Monday, January 28, 2019

I’d Love To Turn You On At The Movies #210 - D.C. Cab (1983, dir. Joel Schumacher)

Whenever I talk about how D.C. Cab is one of my favorite films to anyone familiar with it, the most common response that I get is, “and you said you DON’T smoke weed, right?” This makes sense, considering the film is essentially a series of sight gags meandering around plot points and subplot points that make very little sense together. This is not a hindrance. The film is perfect for those with the shortest of attention spans.
D.C. Cab is Joel Schumacher’s second theatrical film, and everything about it screams “low budget,” down to the editing and the film stock. Even the DVD release is bare bones. It has no subtitles, no other languages but English and lacks even a menu for chapter selection. Prior to D.C. Cab’s release, Mr. Schumacher released The Incredible Shrinking Woman (1981) and would follow it up with the one-two punch of box office favorites St. Elmo’s Fire (1985) and The Lost Boys (1987), so it’s not like Mr. Schumacher didn’t already have his footing as a filmmaker. No, he made D.C. Cab awful-looking on purpose. Since the plot revolves around a ramshackle taxicab company in Washington D.C., I think the low budget, almost “new-hire-training video” quality was completely intentional. Especially when you consider the cast, on which Schumacher absolutely did not skimp. The cast is made up of a combination of ‘80s pop culture giants (Mr. T, the Barbarian Brothers), up-and-coming stand-up comedians (Bill Maher, Paul Rodriguez) former sitcom stars (Max Gail, Whitman Mayo) and Gary Busey. It even features a small but significant cameo from R&B singer Irene Cara as herself.
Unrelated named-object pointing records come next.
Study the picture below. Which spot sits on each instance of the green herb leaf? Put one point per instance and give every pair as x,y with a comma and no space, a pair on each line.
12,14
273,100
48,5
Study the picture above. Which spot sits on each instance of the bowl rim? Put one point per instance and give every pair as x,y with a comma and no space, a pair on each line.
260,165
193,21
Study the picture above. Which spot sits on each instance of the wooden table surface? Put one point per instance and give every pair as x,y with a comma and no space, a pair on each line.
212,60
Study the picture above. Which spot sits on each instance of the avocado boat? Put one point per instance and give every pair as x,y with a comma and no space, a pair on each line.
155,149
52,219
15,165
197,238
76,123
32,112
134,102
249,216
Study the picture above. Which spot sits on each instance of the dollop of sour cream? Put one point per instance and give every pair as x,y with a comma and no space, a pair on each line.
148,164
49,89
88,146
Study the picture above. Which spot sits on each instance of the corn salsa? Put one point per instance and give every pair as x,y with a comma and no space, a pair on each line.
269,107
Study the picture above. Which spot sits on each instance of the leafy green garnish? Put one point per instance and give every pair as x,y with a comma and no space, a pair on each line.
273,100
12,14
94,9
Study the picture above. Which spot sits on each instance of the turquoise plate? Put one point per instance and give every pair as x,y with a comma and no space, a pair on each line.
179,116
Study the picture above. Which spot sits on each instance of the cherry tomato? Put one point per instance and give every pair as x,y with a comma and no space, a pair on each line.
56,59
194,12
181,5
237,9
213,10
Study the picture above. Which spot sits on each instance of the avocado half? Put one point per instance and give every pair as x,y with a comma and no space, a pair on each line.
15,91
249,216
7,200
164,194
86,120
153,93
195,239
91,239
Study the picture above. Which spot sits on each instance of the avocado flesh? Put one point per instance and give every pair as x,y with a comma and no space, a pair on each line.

Albert (Adam Baldwin) is a wide-eyed twentysomething with big dreams to become a cab driver. Obviously every young person dreams of one day driving a cab when they get older, so no issue there really. When his father dies Albert decides to move to Washington, D.C. and track down his dad’s best friend Harold (Max Gail), who owns the D.C. Cab Company. Albert goes through a series of ride-alongs with the eccentric staff of the cab company, including Cleveland Rastafarian Bongo (Otis Day), womanizing racist Elvis fan Dell (Busey), fast-talking Tyrone (Charlie Barnett), and tough but sensitive Samson (Mr. T) to name a few. Many of the ride-alongs happen in almost rapid-fire succession, creating a sort of sketch or vignette effect for the first half of the film. The fledgling company eventually comes into some money when a valuable violin is recovered from one of the cabs and the staff are granted the reward. Even though most of the staff make it clear that they hate driving cabs and would rather take the money and run, Harold, with the help of an inspiring pep-talk from Albert, convinces the staff to invest their share back into the company. This leads to the drivers renewing their licenses (including special permits for airport drop-offs) and new paint jobs on both the cab stand and the cars, but that’s about it. Somehow, this boosts morale so much that the drivers start loving their jobs and their new co-worker. Albert is then implicated in a kidnapping (because of course) and it is left up to the drivers to bail him out and save the day.
And, again, besides the multiple random subplots that pop up throughout the course of the film, that is pretty much it for story. The reason that D.C. Cab is able to keep your attention is because it never stops moving. It continuously hits you over the head with so many jokes, gags and slapstick moments that by the time you realize what you just watched made little sense, the credits are rolling. And speaking of the credits, because the drivers save the day in the end (and that’s not really a spoiler), the credits roll over a funny and charming parade sequence that the city decided to hold in their honor. Each and every cabbie slowly drives through the parade, dancing and carrying on atop one of the cabs. It’s hard not to smile during this, despite it being almost aggressively corny.
I defy any comedy fan, particularly those who came of age in the 1980s to not instantly fall in love with Schumacher’s D.C. Cab. I personally can’t help but grow nostalgic when I watch this film. To this day, it’s perhaps my favorite comedy of the 80s, rivaled only by Fletch. But that’s a film for another entry. And, yes, since we are after all in Colorado, I will give it my “excellent pick to watch while high” endorsement.